JudikaturAUSL EGMR

Bsw39378/15 – AUSL EGMR Entscheidung

Entscheidung
07. Dezember 2021

Kopf

Europäischer Gerichtshof für Menschenrechte, Kammer IV, Beschwerdesache Standard Verlagsgesellschaft mbH gg. Österreich (Nr. 3), Urteil vom 7.12.2021, Bsw. 39378/15.

Spruch

Art. 10 EMRK - Anordnung an Tageszeitung, die Identität von Verfassern potenziell diffamierender Postings bekanntzugeben.

Zulässigkeit der Beschwerde (mehrstimmig).

Verletzung von Art. 10 EMRK (einstimmig).

Entschädigung nach Art. 41 EMRK: € 17.000,– für Kosten und Auslagen. Die Feststellung einer Verletzung von Art. 10 EMRK stellt für sich eine ausreichende gerechte Entschädigung für den von der Regierung geltend gemachten immateriellen Schaden dar (jeweils einstimmig).

Text

Begründung:

Die Bf. ist Medieninhaberin der Tageszeitung »Der Standard«, welche sowohl im Druck- als auch im Onlineformat erscheint.

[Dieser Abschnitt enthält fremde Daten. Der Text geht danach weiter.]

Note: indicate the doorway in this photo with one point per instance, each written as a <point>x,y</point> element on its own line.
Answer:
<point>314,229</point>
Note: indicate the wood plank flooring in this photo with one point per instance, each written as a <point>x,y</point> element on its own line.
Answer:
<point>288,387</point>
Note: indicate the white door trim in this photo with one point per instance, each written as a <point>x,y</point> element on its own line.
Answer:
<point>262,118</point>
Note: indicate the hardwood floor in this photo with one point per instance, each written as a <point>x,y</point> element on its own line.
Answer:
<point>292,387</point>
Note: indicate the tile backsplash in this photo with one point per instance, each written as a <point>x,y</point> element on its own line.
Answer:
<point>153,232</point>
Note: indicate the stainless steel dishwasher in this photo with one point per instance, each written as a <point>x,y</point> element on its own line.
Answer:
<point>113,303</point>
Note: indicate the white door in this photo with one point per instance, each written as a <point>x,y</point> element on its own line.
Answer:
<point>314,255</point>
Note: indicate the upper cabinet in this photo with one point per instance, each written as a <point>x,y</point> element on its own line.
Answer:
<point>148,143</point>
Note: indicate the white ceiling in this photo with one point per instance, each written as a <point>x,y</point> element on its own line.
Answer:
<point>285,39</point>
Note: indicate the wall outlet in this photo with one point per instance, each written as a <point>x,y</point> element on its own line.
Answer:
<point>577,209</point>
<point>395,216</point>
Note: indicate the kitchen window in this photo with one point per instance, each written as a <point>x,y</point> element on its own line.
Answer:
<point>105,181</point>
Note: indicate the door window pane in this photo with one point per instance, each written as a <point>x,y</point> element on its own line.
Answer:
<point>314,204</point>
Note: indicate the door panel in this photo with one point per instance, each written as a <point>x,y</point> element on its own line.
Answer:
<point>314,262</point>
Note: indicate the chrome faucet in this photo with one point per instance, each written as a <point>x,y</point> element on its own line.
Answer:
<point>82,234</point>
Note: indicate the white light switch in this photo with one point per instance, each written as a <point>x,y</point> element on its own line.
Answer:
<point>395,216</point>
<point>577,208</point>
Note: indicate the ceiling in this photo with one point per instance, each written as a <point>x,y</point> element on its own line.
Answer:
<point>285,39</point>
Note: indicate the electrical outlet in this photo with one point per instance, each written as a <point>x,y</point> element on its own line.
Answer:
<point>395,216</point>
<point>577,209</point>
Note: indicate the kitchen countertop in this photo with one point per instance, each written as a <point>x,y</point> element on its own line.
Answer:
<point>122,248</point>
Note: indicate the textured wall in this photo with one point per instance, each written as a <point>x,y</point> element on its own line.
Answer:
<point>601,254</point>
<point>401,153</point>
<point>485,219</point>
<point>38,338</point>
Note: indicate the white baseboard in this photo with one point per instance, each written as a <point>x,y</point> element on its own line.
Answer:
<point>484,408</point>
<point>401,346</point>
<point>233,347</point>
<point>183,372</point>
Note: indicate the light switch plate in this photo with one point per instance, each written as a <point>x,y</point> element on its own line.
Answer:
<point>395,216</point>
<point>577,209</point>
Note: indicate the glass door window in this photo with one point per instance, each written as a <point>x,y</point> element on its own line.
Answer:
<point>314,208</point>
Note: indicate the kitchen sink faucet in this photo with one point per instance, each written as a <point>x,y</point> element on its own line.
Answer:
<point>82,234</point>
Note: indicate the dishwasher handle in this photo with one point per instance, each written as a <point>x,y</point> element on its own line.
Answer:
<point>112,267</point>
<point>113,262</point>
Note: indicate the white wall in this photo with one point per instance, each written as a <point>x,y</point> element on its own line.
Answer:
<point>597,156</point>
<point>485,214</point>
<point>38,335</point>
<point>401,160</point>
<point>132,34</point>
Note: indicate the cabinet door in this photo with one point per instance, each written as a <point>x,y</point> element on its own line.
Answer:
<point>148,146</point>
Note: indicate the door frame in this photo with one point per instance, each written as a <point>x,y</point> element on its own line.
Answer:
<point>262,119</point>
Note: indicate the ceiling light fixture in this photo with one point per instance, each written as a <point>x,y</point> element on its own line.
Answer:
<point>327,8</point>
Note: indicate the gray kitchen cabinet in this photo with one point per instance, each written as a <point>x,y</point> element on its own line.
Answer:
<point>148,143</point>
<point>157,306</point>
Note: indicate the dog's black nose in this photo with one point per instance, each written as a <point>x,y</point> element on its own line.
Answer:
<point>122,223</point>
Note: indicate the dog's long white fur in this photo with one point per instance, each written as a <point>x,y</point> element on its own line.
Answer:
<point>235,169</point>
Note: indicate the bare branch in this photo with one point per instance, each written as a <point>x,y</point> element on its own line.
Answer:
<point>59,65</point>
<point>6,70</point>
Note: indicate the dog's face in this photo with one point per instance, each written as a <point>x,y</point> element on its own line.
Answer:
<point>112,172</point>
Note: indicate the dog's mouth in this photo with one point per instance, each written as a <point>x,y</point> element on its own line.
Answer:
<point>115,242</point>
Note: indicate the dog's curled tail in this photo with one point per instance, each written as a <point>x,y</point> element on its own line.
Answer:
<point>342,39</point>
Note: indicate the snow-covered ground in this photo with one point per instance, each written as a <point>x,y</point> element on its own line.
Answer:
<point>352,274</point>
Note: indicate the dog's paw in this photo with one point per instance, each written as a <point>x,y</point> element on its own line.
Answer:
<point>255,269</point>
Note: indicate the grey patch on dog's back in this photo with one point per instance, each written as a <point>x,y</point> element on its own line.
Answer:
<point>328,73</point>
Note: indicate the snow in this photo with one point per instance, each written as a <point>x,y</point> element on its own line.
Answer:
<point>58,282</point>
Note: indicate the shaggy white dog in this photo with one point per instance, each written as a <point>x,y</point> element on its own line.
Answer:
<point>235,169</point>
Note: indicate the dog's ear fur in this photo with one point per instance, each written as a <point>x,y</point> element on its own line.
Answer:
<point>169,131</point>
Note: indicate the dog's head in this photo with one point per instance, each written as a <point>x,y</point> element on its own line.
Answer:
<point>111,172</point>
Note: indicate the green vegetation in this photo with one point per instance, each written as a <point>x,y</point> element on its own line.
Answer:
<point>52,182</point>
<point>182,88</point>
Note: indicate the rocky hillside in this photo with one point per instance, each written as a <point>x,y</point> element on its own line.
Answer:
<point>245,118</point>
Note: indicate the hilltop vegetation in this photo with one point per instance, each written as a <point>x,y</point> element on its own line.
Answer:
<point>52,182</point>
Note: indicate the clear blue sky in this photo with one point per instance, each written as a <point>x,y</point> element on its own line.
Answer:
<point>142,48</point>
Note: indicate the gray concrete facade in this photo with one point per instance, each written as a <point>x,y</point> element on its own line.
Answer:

1. Zum Hintergrund des Falles

Auf der Website der Bf. wird Lesern die Möglichkeit gegeben, zu Artikeln ihre Meinung abzugeben. Zu diesem Zweck müssen sie sich vorher unter Angabe ihres Namens sowie ihrer E-Mail-Adresse registrieren und sich mit den Nutzungsbedingungen einverstanden erklären. Ein automatisches Filtersystem prüft jeden Kommentar auf problematische Inhalte, bevor dieser veröffentlicht wird. Den Nutzern wird versichert, dass ihre Daten nicht öffentlich aufscheinen, allerdings werden sie darauf aufmerksam gemacht, dass sie für ihre eigenen Kommentare verantwortlich sind und dafür eventuell haftbar gemacht werden können. Benutzerdaten würden von der Bf. aber nur dann weitergegeben werden, wenn sie dazu von Rechts wegen verpflichtet ist. Ferner wird darauf hingewiesen, dass persönliche Attacken nicht geduldet werden und das Recht vorbehalten bleibt, solche zu löschen.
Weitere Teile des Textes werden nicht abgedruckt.